Dans une interview à la revue 01Net, Alain Damasio, auteur de science-fiction, affirme: «Aujourd’hui, un adolescent doit se construire dans un monde hyperconcurrentiel de compétitions d’ego. S’il n’est pas visible en ligne, il va vite être marginalisé». Le psychanalyste Gérard Bonnet écrit, dans «La tyrannie du paraître», que les réseaux sociaux sont «des moyens pour briller dans la vie courante, ne serait-ce qu’en annonçant le nombre d’inscrits sur ses comptes et les prouesses qu’on y déploie».
Si ces réseaux aiment tant nous connaître, c’est parce que leur modèle économique est basé sur l’exploitation intensive des données des utilisateurs, en faisant des profils et des comportements de navigation qui servent au ciblage publicitaire avec des niveaux de précision et d’efficacité jamais atteints auparavant.
En 1975, le prix Nobel d’économie Milton Friedman publiait un ouvrage intitulé: «There’s No Such Thing as a Free Lunch» («Un repas gratuit, ça n’existe pas»). Le revers de la gratuité est, dans le cas des réseaux sociaux, cette marchandisation des données générées par les utilisateurs.
Ces données font l’objet d’une captation sans précédent et alimentent une industrie extrêmement lucrative dont les chefs de file sont des géants américains. Les GAFA détiennent à eux seuls 80% des données personnelles générées dans le monde, ce qui rend leur valeur boursière supérieure à celle des compagnies pétrolières ou des constructeurs automobiles.
Diverses technologies dites de «tracking» de plus en plus sophistiquées et intrusives sont utilisées pour collecter des volumes gigantesques d’information.

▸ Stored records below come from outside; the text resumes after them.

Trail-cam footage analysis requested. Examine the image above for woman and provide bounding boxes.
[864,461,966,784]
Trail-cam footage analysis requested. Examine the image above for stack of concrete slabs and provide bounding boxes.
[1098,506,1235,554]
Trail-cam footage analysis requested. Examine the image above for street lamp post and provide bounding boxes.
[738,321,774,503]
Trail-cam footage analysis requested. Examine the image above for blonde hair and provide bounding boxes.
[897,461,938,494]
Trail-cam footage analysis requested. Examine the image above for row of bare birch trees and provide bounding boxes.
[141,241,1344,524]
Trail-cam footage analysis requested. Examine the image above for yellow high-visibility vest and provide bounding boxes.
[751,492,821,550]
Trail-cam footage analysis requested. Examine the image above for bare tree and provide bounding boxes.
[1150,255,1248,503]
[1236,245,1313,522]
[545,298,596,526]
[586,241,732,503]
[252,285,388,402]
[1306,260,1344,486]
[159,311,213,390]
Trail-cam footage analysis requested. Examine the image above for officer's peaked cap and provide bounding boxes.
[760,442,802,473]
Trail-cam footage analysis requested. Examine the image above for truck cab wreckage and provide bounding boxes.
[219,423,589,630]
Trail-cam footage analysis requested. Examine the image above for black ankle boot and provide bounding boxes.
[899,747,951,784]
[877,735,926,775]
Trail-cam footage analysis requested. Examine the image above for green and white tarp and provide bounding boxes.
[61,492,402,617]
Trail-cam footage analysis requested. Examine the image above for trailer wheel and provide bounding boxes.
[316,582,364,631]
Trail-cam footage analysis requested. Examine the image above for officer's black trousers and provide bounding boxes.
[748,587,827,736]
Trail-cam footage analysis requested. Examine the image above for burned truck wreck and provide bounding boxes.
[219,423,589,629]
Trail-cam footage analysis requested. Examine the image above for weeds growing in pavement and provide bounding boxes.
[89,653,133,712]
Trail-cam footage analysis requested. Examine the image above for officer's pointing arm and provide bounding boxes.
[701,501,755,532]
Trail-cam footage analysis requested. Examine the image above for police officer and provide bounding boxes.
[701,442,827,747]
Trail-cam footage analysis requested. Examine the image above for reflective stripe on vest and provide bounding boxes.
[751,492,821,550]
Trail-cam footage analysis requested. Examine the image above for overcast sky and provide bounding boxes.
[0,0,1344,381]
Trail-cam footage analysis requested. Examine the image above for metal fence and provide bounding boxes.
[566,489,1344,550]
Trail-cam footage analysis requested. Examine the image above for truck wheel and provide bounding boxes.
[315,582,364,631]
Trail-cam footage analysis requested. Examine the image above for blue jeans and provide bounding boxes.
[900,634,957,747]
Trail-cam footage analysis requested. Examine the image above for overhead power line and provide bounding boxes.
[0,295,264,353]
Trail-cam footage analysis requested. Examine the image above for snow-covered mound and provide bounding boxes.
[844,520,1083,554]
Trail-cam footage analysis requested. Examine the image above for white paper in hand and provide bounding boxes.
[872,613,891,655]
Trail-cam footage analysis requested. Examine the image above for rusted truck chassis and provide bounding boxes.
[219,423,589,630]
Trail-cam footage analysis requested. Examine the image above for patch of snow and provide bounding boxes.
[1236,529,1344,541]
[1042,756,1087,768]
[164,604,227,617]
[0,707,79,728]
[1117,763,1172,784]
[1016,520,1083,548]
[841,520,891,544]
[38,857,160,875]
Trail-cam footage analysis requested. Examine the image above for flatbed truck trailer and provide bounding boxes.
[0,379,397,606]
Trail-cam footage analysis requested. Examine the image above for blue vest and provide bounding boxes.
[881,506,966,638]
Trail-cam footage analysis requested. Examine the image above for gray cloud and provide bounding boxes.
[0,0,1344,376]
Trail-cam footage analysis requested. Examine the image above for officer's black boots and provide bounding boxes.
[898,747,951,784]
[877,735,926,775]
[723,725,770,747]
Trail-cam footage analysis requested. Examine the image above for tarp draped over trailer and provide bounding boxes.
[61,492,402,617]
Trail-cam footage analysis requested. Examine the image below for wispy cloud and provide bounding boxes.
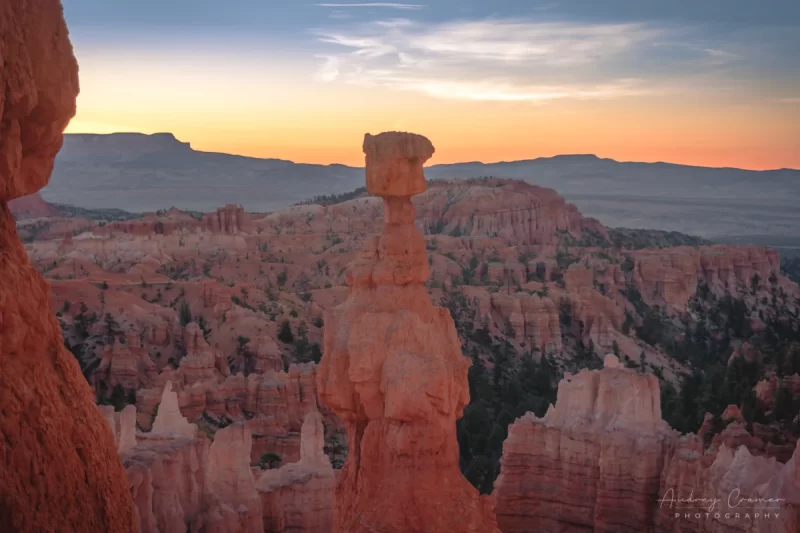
[314,2,425,9]
[315,19,663,103]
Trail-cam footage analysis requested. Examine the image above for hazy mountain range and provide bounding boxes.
[42,133,800,240]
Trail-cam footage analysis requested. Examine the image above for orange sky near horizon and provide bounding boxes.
[67,51,800,170]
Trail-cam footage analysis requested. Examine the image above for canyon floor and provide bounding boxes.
[11,178,800,533]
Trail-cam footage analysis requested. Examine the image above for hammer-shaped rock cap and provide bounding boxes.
[364,131,434,197]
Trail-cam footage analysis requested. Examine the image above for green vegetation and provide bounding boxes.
[51,204,141,222]
[278,320,294,344]
[295,187,367,206]
[258,452,283,470]
[607,228,711,250]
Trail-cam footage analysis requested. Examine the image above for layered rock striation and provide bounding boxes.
[257,411,336,533]
[317,132,497,533]
[494,355,677,533]
[0,0,135,533]
[494,355,800,533]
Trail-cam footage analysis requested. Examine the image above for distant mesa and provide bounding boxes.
[60,133,192,158]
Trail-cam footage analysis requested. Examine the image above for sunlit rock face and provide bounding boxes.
[494,355,677,533]
[317,132,497,533]
[0,0,135,533]
[257,412,336,533]
[494,355,800,533]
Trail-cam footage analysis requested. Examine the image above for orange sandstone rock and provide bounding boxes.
[317,133,498,533]
[0,0,136,533]
[257,411,336,533]
[494,355,677,533]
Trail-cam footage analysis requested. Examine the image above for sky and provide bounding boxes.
[63,0,800,170]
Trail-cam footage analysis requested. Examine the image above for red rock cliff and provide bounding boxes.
[494,355,677,533]
[0,0,135,533]
[317,132,498,533]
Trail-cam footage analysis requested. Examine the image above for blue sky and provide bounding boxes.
[64,0,800,168]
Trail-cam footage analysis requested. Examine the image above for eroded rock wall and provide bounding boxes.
[317,132,497,533]
[0,0,135,533]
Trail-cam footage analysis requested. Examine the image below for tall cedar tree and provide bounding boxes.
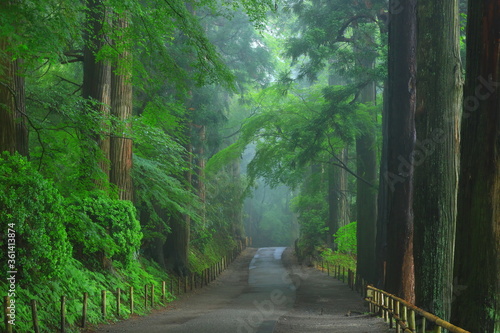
[413,0,462,320]
[452,0,500,333]
[0,9,29,156]
[82,0,111,182]
[110,13,133,201]
[354,20,377,283]
[0,36,16,153]
[379,0,417,302]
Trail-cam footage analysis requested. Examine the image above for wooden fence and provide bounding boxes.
[315,261,470,333]
[365,286,470,333]
[3,239,251,333]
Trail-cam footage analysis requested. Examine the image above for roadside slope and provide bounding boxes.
[274,248,391,333]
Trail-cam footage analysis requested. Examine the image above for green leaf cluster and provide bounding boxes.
[0,153,72,285]
[333,222,358,256]
[67,192,142,268]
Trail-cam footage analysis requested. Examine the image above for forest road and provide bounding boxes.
[90,247,295,333]
[93,247,393,333]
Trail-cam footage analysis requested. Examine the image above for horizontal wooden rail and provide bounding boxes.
[0,238,251,333]
[365,285,470,333]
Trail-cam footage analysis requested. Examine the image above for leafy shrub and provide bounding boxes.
[67,192,142,268]
[333,222,358,256]
[0,153,71,284]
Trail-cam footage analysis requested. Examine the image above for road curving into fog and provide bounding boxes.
[89,247,296,333]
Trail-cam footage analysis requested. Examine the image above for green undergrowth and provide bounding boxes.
[316,222,357,272]
[0,154,235,332]
[0,259,173,332]
[318,248,356,272]
[189,236,236,273]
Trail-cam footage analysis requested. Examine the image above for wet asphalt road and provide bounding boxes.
[93,247,295,333]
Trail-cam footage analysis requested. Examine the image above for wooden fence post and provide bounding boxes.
[82,293,89,328]
[31,299,40,333]
[61,296,66,333]
[394,301,401,333]
[420,317,427,333]
[408,310,417,332]
[129,286,134,314]
[101,290,106,319]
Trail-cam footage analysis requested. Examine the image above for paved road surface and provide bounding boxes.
[93,247,295,333]
[93,247,390,333]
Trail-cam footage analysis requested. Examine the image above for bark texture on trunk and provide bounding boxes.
[110,15,133,201]
[413,0,462,320]
[452,0,500,333]
[356,72,377,283]
[0,37,17,154]
[14,59,29,158]
[82,0,111,182]
[384,0,417,303]
[327,149,349,246]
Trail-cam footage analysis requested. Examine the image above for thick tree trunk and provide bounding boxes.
[82,0,111,183]
[452,0,500,333]
[110,15,133,201]
[356,65,377,283]
[14,59,29,157]
[384,0,417,303]
[0,37,17,154]
[413,0,462,320]
[326,149,349,246]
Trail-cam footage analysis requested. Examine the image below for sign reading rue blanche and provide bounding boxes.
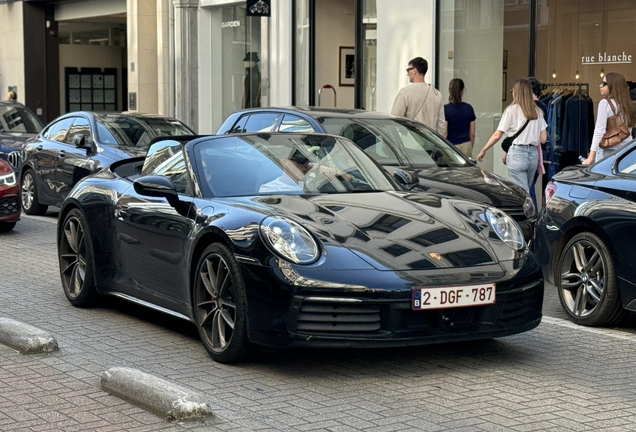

García Martínez, ancien chef de produit chez Facebook, qualifie ce réseau de «régulateur de la plus grande accumulation de données à caractère personnel depuis l’ADN». Facebook capte 22% du marché mondial de la publicité en ligne et 80% des revenus publicitaires sur les réseaux sociaux.
A la Silicon Valley, on n’a pas cessé de prôner la «transparence» sur la toile et la réfutation du secret comme valeurs morales. «Si vous n’avez rien à cacher, pourquoi craindre qu’on sache tout sur vous?» Disait Eric Schmidt, patron de Google. Mark Zuckerberg, fondateur et PDG de Facebook, avait longtemps soutenu que la vie privée n’était plus une « norme sociale» et que «si les gens partagent plus, le monde deviendra plus ouvert et plus connecté. Et un monde plus ouvert et connecté est un monde meilleur».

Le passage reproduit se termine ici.